You are so used to renting where things don’t work that you may think that your place is in good condition. Think again. Here’s a checklist of things that may be wrong with your place that maybe you’ve forgotten or overlooked. The items come from the statutes and local ordinances, so they are all official “defects” in your place. The list is not exclusive -there may be more, but this will at least get you started.

The landlord wants their rent on time, but you’re entitled to a decent place to live before he can even demand the rent. If you plan to withhold rent, repair and deduct, or sue the landlord for failing to give you your money’s worth, having a list to work from is the key to your presentation in court, and your taking effective legal action. Share the list with your neighbors. Group action is better than individual action. If you have problems, they probably do too, but they thought they were the only ones.

Following through on your Habitability Checklist, taking action to fix some of the problems would be a next step. Even if the lease says you can’t do it without the landlord’s permission, or the landlord says you have to use his people to make repairs, it ain’t so. You have the legal right to fix things that the landlord won’t fix under Civil Code 1942, and take it out of your next rent check. Read the section on Repairs on this website, and spend up to one month’s rent twice in a row, legally. Here’s the form to help you keep track of it. It is also useful when suing the landlord for breach of contract.

If you have an unexpired lease, but need to get out, the landlord’s failure to fix even minor things provides your legal reason to end the tenancy and own no rent after the day you leave, even if the lease says otherwise. The landlord will often try to con you into thinking that he won’t LET you out of your lease unless you pay him some money, or that you’ll still owe money until he finds another tenant. The law says otherwise. You have the right to end your tenancy in this way. Use the wording and style of this letter as your template for the letter you write. Not everything applies to your situation, but it’s there for you to copy into your own letter.

If you have a month-to-month tenancy, you only need to give 30 days’ notice that you are moving [even if the landlord has to give 60 days’ notice], and you can give the notice at any time, not just on the beginning of the month. The notice MUST be in writing – a simple oral notice, text, or email is not good enough. You can mail it to the landlord, fax it, or personally deliver it. You pay rent prorated [1/30th of the month’s rent per day] for the end of the last month. If you paid a “last month’s rent” [not security deposit], then you can apply that to cover the unpaid rent for the end of your tenancy.

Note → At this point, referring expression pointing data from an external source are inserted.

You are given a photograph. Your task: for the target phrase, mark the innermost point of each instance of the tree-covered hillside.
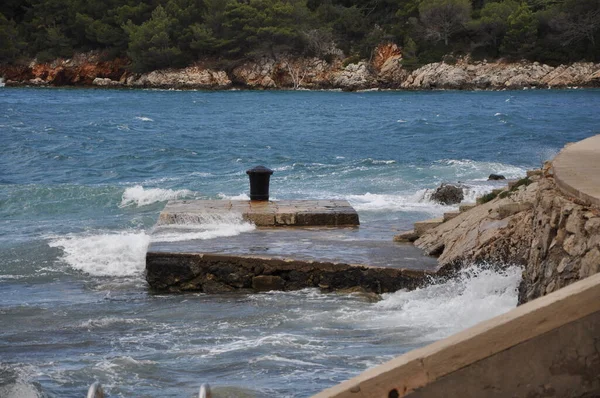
(162, 33)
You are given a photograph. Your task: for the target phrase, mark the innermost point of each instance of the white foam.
(140, 196)
(286, 340)
(107, 254)
(476, 294)
(144, 119)
(109, 321)
(277, 358)
(418, 201)
(472, 169)
(241, 196)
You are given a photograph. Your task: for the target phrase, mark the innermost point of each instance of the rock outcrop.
(500, 75)
(191, 77)
(81, 70)
(555, 237)
(448, 194)
(385, 70)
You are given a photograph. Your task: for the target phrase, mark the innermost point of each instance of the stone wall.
(216, 273)
(556, 238)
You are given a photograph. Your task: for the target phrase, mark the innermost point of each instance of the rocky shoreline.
(384, 71)
(554, 236)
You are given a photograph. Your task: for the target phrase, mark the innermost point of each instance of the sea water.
(85, 173)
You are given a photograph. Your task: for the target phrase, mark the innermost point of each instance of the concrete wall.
(549, 347)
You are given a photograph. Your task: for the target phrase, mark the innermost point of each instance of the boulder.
(448, 194)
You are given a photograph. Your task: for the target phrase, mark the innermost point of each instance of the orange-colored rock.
(80, 70)
(384, 52)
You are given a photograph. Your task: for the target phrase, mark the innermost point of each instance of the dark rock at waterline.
(496, 177)
(448, 194)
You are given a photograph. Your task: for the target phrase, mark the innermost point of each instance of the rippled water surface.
(84, 174)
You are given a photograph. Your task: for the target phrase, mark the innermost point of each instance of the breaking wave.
(477, 293)
(108, 254)
(140, 196)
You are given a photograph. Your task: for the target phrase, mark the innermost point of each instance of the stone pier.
(295, 245)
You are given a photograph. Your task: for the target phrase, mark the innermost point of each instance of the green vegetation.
(161, 33)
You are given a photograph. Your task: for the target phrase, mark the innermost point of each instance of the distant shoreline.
(384, 72)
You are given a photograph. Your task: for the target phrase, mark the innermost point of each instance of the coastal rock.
(354, 77)
(555, 238)
(577, 74)
(105, 82)
(387, 62)
(82, 69)
(288, 71)
(448, 194)
(191, 77)
(256, 74)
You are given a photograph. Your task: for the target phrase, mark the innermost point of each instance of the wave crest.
(140, 196)
(108, 254)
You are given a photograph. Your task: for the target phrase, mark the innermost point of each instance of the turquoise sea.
(84, 174)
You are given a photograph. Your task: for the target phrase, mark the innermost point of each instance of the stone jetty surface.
(264, 213)
(297, 244)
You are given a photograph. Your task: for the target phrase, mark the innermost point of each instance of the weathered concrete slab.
(348, 245)
(577, 170)
(281, 213)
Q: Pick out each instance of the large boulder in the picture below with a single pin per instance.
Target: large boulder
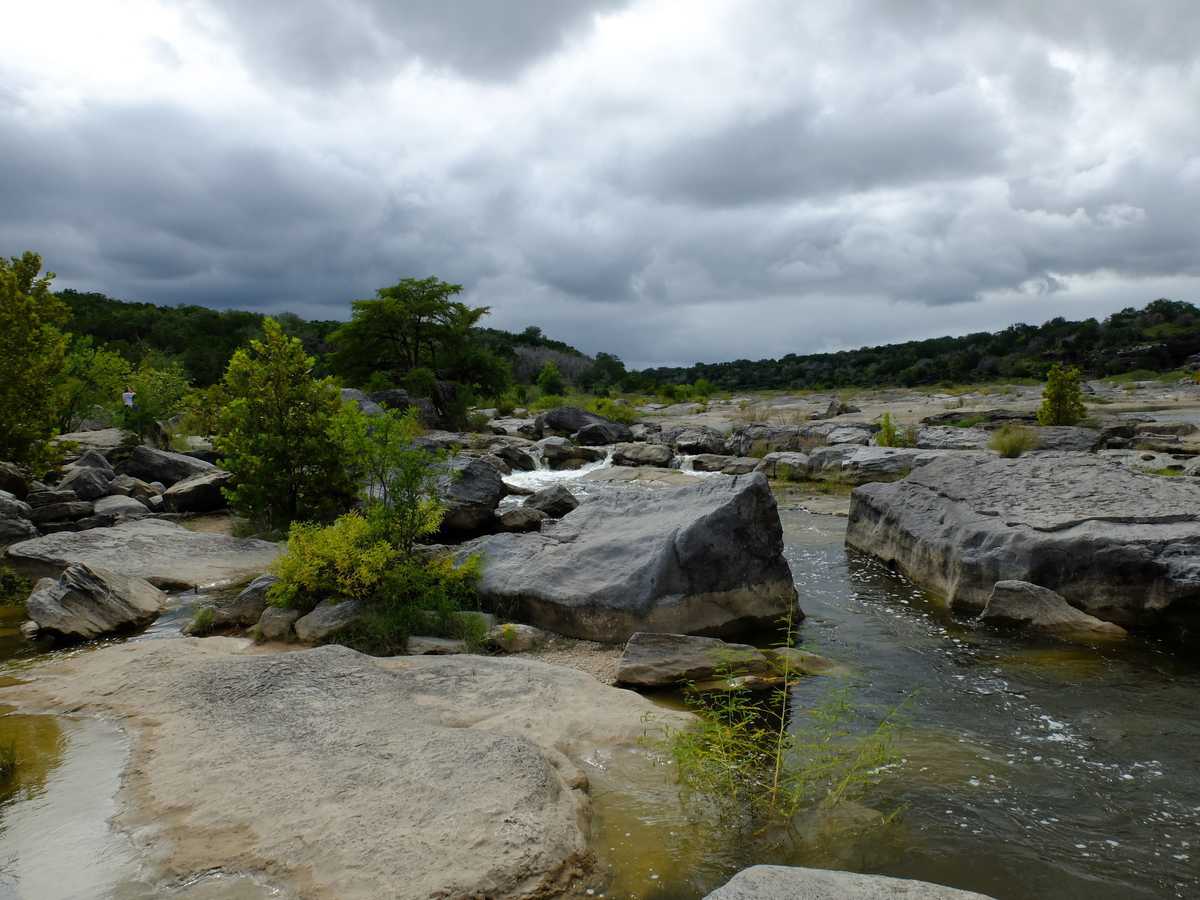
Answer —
(706, 558)
(642, 455)
(1024, 605)
(471, 490)
(1121, 545)
(197, 493)
(785, 882)
(555, 501)
(151, 465)
(349, 777)
(163, 553)
(87, 603)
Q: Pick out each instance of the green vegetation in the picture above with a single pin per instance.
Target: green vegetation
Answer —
(1012, 441)
(280, 435)
(1062, 402)
(31, 359)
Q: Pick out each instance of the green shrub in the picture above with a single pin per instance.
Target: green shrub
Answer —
(1012, 441)
(1062, 401)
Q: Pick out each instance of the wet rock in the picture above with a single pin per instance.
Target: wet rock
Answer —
(276, 624)
(659, 660)
(151, 465)
(471, 491)
(87, 603)
(781, 882)
(642, 455)
(705, 558)
(1121, 545)
(89, 484)
(327, 619)
(556, 502)
(161, 552)
(513, 637)
(1024, 605)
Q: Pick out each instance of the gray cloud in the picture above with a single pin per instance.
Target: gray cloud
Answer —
(666, 184)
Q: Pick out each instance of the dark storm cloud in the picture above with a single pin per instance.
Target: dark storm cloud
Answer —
(670, 181)
(318, 42)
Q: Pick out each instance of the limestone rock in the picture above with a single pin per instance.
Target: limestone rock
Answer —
(556, 502)
(1121, 545)
(197, 493)
(87, 603)
(641, 455)
(703, 558)
(161, 552)
(658, 660)
(783, 882)
(1025, 605)
(151, 465)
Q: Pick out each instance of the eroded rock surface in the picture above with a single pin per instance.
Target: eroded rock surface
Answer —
(1121, 545)
(348, 777)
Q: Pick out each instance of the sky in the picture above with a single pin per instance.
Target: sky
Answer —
(667, 180)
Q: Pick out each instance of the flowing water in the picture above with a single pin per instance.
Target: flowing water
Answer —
(1029, 769)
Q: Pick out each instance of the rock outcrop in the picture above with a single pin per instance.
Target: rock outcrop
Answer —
(161, 552)
(705, 558)
(1121, 545)
(355, 778)
(87, 603)
(1029, 606)
(785, 882)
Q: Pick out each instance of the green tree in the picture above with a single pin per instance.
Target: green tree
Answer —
(91, 377)
(550, 379)
(280, 433)
(1062, 401)
(33, 347)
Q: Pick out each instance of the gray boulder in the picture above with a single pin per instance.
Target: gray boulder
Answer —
(642, 455)
(1121, 545)
(327, 619)
(556, 502)
(87, 603)
(153, 465)
(88, 483)
(276, 624)
(163, 553)
(471, 490)
(658, 660)
(197, 493)
(785, 882)
(1025, 605)
(705, 558)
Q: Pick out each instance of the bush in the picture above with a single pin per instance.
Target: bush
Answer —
(1062, 401)
(281, 437)
(1012, 441)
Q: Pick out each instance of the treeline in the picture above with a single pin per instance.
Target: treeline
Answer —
(1158, 337)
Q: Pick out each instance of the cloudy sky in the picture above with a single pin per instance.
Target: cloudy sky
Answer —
(671, 180)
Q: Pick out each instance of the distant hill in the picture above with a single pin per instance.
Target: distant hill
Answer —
(1159, 337)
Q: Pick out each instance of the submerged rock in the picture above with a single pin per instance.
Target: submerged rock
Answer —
(87, 603)
(1025, 605)
(161, 552)
(1117, 544)
(706, 558)
(785, 882)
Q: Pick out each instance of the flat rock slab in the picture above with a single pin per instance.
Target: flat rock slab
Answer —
(784, 882)
(348, 777)
(163, 553)
(706, 558)
(1121, 545)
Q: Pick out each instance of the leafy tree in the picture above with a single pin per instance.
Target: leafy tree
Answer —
(33, 348)
(91, 377)
(550, 381)
(1062, 401)
(279, 435)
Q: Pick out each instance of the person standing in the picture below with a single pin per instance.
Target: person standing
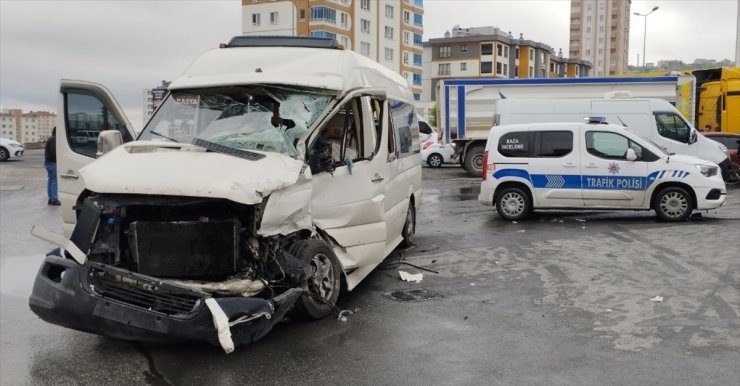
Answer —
(50, 163)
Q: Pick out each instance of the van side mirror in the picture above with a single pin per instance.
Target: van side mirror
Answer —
(693, 137)
(108, 140)
(631, 155)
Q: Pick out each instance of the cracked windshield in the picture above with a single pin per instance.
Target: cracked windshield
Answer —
(269, 119)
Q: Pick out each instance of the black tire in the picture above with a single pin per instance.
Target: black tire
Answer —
(323, 283)
(513, 204)
(474, 161)
(673, 204)
(435, 160)
(409, 226)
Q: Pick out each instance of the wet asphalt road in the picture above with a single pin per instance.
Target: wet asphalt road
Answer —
(563, 298)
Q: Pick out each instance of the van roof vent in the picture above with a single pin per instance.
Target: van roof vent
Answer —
(283, 41)
(596, 120)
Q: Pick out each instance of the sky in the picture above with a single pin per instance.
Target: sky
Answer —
(132, 45)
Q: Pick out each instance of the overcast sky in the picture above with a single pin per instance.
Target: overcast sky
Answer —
(132, 45)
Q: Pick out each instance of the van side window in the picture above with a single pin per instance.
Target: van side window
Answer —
(672, 126)
(87, 116)
(514, 144)
(340, 140)
(613, 146)
(405, 128)
(555, 143)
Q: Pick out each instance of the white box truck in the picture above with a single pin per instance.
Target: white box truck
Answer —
(467, 106)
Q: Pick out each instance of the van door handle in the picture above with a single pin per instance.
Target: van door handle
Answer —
(69, 175)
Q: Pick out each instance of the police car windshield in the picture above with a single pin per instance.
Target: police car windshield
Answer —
(263, 118)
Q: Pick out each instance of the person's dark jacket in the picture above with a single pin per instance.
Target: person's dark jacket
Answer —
(50, 152)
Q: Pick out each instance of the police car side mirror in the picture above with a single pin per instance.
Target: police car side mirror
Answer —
(631, 155)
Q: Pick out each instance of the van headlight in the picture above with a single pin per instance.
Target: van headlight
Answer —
(707, 170)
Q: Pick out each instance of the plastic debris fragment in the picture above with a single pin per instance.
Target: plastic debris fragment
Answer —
(417, 277)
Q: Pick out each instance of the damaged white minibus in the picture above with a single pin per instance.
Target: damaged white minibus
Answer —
(277, 171)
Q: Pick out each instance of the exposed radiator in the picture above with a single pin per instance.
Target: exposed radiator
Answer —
(185, 249)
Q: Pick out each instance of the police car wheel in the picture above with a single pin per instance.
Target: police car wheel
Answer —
(435, 160)
(513, 204)
(673, 204)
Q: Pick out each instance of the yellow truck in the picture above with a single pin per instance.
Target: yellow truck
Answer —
(718, 102)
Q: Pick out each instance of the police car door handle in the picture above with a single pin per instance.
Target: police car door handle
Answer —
(69, 175)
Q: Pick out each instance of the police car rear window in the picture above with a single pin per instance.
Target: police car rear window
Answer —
(514, 144)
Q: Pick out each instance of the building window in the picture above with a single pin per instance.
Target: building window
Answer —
(418, 20)
(486, 67)
(324, 14)
(389, 32)
(417, 79)
(417, 60)
(344, 19)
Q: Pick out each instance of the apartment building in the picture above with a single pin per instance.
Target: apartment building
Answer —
(153, 97)
(599, 33)
(388, 31)
(34, 126)
(488, 52)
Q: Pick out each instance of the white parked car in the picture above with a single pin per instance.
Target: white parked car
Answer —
(592, 166)
(277, 172)
(437, 154)
(10, 149)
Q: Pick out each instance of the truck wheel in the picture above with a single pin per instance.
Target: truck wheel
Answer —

Some landlords don’t get it. They rent you the place, but then think they can come in any time to do whatever they want. They can’t. It’s trespassing. There is a law here, Civil Code 1954, and even they have to follow the law. This notice shows them that you mean business. You can tone it down, as appropriate, but some resident managers, property managers, and mom and pop landlords only seem to respond to strong positions, due to their reptilian heritage. You can use this for the intruding landlord or manager, repairmen, real estate agents, and others who don’t respect your rights or privacy.

Here’s where you have one roommate moving out and a new one coming in, and you need to square away the landlord’s permission and security deposit issues. This is not where you are subleasing to the new roommate, but where they have an equal right to the other roommates, and one cannot evict the other.

After you have moved out, or been evicted, the property left behind is not lost. It is still yours, but you need to get it. The landlord CAN store it in place and charge you the daily rental value of the place, or CAN move it into a storage facility and charge you the reasonable cost of moving and storage as a condition of getting your property back. The landlord is liable for the property against theft or damage as a “bailee for hire,” just like Bekins. Generally, the landlord will just let you get your property without a hassle, happy not to have to do it himself, but sometimes you need to take legal steps to avoid losing your stuff. If you do nothing, the landlord COULD declare it abandoned and either dispose of it in any fashion if the value is reasonably $300 or less, or auction it off at a public auction. This notice is the one required by law to be given to get you property back if the landlord is trying to give you a hard time. If you claim the property within 2 days of vacating, the landlord CANNOT charge you money as a condition of releasing it to you.